Они по-солдатски повернули глаза направо и замерли в ожидании. Я говорю:
— Ночью украли деньги. Кто украл, выходи.
В заднем ряду поднимается шум. Я слышу, как Каплюга вполголоса говорит:
— Чьи деньги-то? Разве не наши?.. Как в набег, так «за мной», а делиться, так и врозь табачок… Правильно, товарищи, или нет?
Каплюга — бывший матрос. Но он не «гордость и краса революции», а пьяница, разбойник и вор. Я взял его в плен в Бобруйске.
— Каплюга.
Он не отзывается, — прячется за чужие спины. Я повторяю:
— Каплюга.
Он медленно, нехотя, выходит из строя. Руки в карманы, шапка сдвинута на затылок. Он покачивается. Он пьян.
— Шапку долой!
— Зачем? И так постою. Не в божьей церкви, небось!..
Я сильно, с размаху, ударил его в лицо.
— Молчать! Ты украл?
Он вытирает кровь рукавом и бормочет:
— Украл?.. И не украл даже вовсе… Просто взял… Свое взял, господин полковник.
— Свое?
— Так точно, свое…
— Повесить.
Егоров и Федя подходят к нему. По-прежнему моросит надоедливый дождь.
29 июля.
Меня гложет лесная тоска. Я в тюрьме. Не ветви, а узорчатая решетка. Не шелест листьев, а звон кандальных цепей. Не лагерь, а четыре голых стены. Нет, не выйти из мелового круга: Федя, Егоров, Вреде. Нет, не разорвать сомкнувшегося кольца: плети, виселицы, расстрел… «Поношение сокрушило сердце мое, и я изнемог: ждал сострадания, но нет его, — утешителей, но не нахожу…» Где Ольга? Что с нею?
30 июля.
30 июля.
Федя полулежит на траве и пробует гармонику-итальянку. Он в бриджах и хромовых сапогах.
— Федя.
Он вскакивает.
— Слушаю, господин полковник.
— Успокоились?
— А то как же?.. Вот выпороть бы еще Титова да Хведощеню, так и совсем бы за ум взялись…
— Они воровали тоже?
— Никак нет… А все-таки… На всякий пожарный случаи.
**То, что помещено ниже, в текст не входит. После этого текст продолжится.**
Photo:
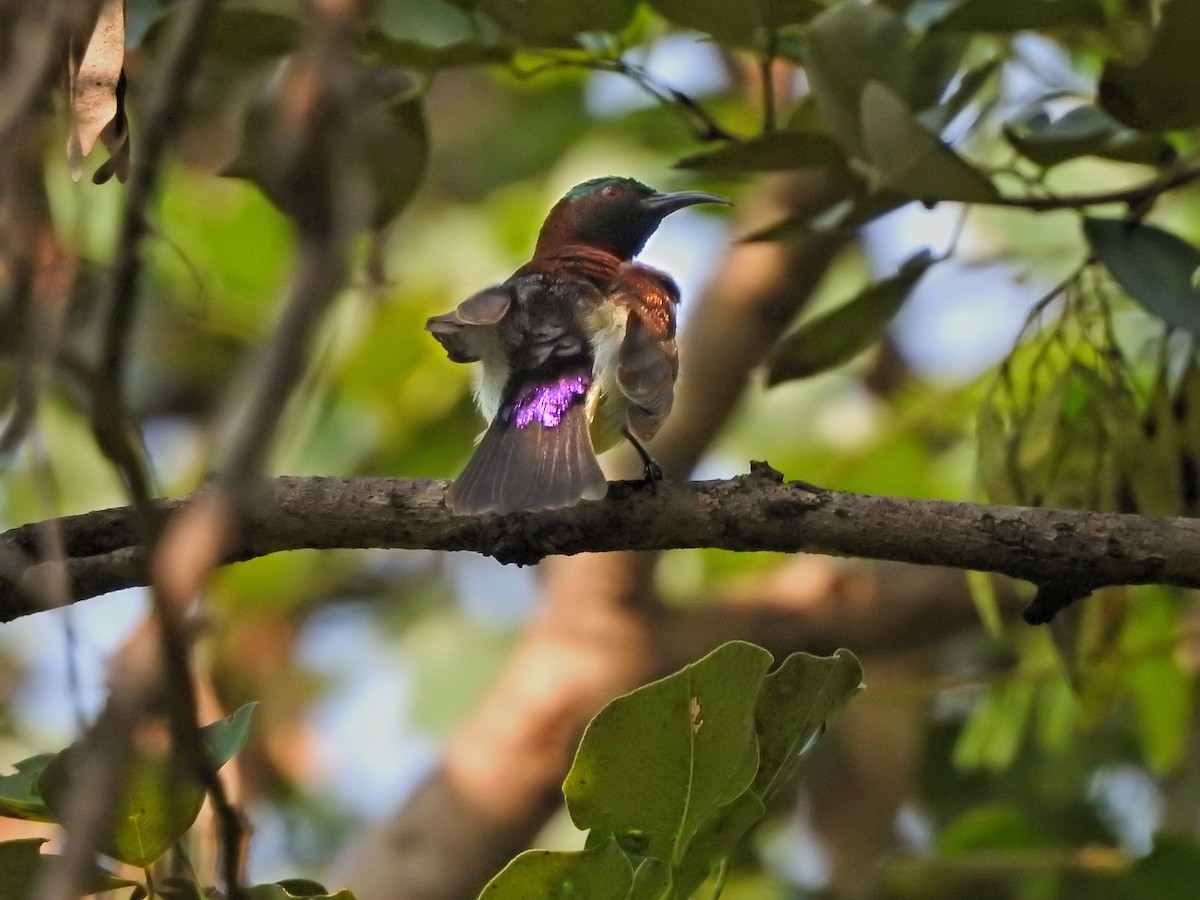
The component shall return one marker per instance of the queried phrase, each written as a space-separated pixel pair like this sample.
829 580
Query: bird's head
613 214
Он гладит Каштанку. Каштанка, играя, старается укусить ему палец. Федя смеется:
— У, беззубая… У, животина… А с нашим братом, господин полковник, иначе нельзя. Учить нас надо. Малохольный мы, господин полковник, народ… Только о себе и мечтаем.
31 июля.
Вреде и Иван Лукич помирились. Они больше не спорят: каждый думает, что он прав. Но Иван Лукич «шутильник», по выражению Феди. За обедом он говорит:
— Значит, ваше благородие, вы теперь спец?
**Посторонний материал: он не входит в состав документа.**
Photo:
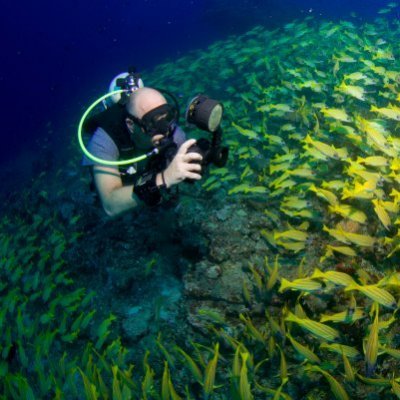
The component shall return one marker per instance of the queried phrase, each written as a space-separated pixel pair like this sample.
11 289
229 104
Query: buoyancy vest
112 120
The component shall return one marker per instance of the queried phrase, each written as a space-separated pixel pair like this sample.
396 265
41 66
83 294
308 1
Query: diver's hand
183 166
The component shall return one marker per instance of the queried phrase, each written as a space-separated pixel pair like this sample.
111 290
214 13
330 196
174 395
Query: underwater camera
206 114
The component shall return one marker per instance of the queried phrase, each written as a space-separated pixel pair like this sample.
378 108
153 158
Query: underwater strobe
206 114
— Я спец?.. По какой это части?
— По дамской.
Вреде краснеет.
— Что вы хотите этим сказать?
— А вот, Грушенька эта… В розовой кофте… Жанна д'Арк из Столбцов… «Узнаю коней ретивых»… Как сказал господин поэт, Александр Пушкин.
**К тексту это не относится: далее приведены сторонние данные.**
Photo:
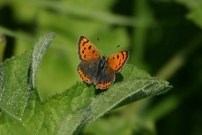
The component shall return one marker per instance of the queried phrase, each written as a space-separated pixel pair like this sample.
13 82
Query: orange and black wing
87 51
117 60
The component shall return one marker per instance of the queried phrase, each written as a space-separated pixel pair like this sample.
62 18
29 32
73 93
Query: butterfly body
98 69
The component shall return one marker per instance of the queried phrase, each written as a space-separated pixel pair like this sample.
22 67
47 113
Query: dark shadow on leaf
119 77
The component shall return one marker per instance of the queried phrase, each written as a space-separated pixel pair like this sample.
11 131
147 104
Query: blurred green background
164 38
Вреде опускает глаза в тарелку. Мне жаль его. Я заметил: ему нравится Груша. Но он застенчив. Он не смеет к ней подойти. Он не знает, что и как ей сказать. Он барин… Может быть, она действительно кажется ему Жанной д'Арк?
Федя подает на подносе чай. Поднос старинный, серебряный, с чернью. Его «покупил» в одном из «совхозов» покойный Каплюга. Иван Лукич продолжает:
— А вы бы конфеток ей поднесли, сладких, дворянских, от Абрикосова или Сиу. Или вот, духов от Брокара… И вообразили бы, что она не мужичка, а вдруг княгиня или, по крайней мере, генеральская дочь…
— Аграфена Степановна? — щурит Федя единственный глаз. — Да если ее нарядить, так ведь она всех княгинь за пояс заткнет, так ведь она первой красавицей будет… Не девка, а настоящий бутон, господин поручик.
Аграфена Степановна… Груша… Я ее не люблю. Но делиться ею не буду ни с кем.
1 августа.
Груша ночью прокралась ко мне. Она обнимает меня и шепчет:
— Слава богу, погубил ты их, проклятых бесов. Только боязно: вернутся обратно…
Да, вернутся обратно. Да, сожгут Столбцы и не оставят камня на камне. «Каратели» усмиряют повсюду. Уже киргизы хозяйничают под Духовщииой. Уже китайцы расстреливают в Можарах. Уже «работает» в Сычевке «Че-ка». Что делать?
— Возьми ты меня, христа ради, с собою…
— Куда?
— Куда хочешь… В Москву.
Опять Москва. Опять ни тени-смущения. Опять не рассуждающая уверенность в своих, — в моих, — силах. Но вот лицо ее потемнело:
— А та… А барыня… Где живет?
— В Москве.
— В Москве…
Она плачет. Льются женские, обильные слезы. Мне скучно. Я говорю:
— Груша, а Вреде?
— Офицерик-то, баринок-то этот?.. Мало их, что ли? Липнут, точно мухи на мед. Для баловства они это, стоялые жеребцы…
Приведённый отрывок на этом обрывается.